Based on the journals of Brother Gaspar de Carvajal, AGUIRRE, THE WRATH OF GOD is director Werner Herzog's hallucinatory tale of Spanish colonialists searching for El Dorado, the legendary city of gold, in 16th-century Peru. When the travellers reach an impasse, a scouting party is assembled to search for any traces of the mythical empire. As they attempt to forge their way through the dense jungle, more and more of the party falls ill while their ruthless leader, Don Lope de Aguirre (Klaus Kinski), grows increasingly insane.

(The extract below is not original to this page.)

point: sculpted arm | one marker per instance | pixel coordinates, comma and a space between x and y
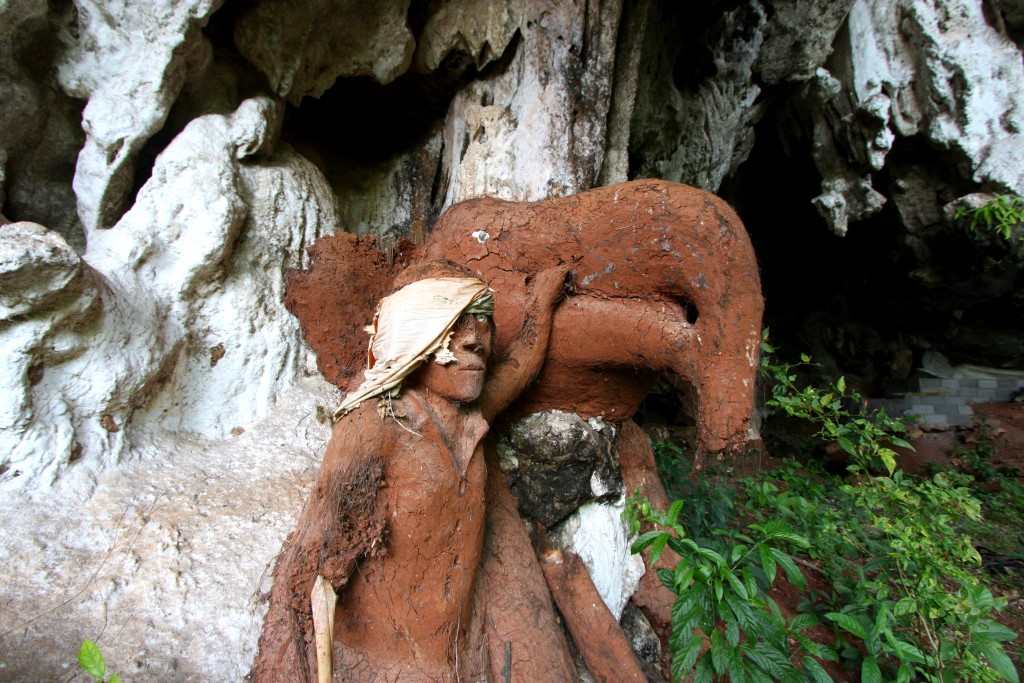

Widely considered to be Herzog's finest film, AGUIRRE, which shares much in common with Francis Ford Coppola's APOCALYPSE NOW, highlights the director's visionary approach to filmmaking. Like Coppola's film, accounts of AGUIRRE's shooting are laced with legendary incidents, such as the time Herzog reportedly held a gun to Kinski's head to get him to finish a scene. Whatever transpired between Herzog and Kinski, it made for astonishing cinema, as evidenced by the actor's haunting performance and the entire film's powerfully hypnotic mood.
3.
In the mid-16th century, after annihilating the Incan empire Gonzalo Pizarro (Allejandro Repulles) leads his army of conquistadors over the Andes into the heart of the most savage environment on earth in search of the fabled City of Gold, El dorado. As the soldiers battle starvation, Indians, the forces of nature, and each other, Don Lope de Aguirre (Klaus Kinski), The Wrath Of God, is consumed with visions of conquering all of South America and revolts, leading his own army down a treacherous river on a doomed quest into oblivion.
Featuring a seething, controlled performance from Kinski, this masterpiece from director Werner Herzog is an unforgettable portrait of madness and power.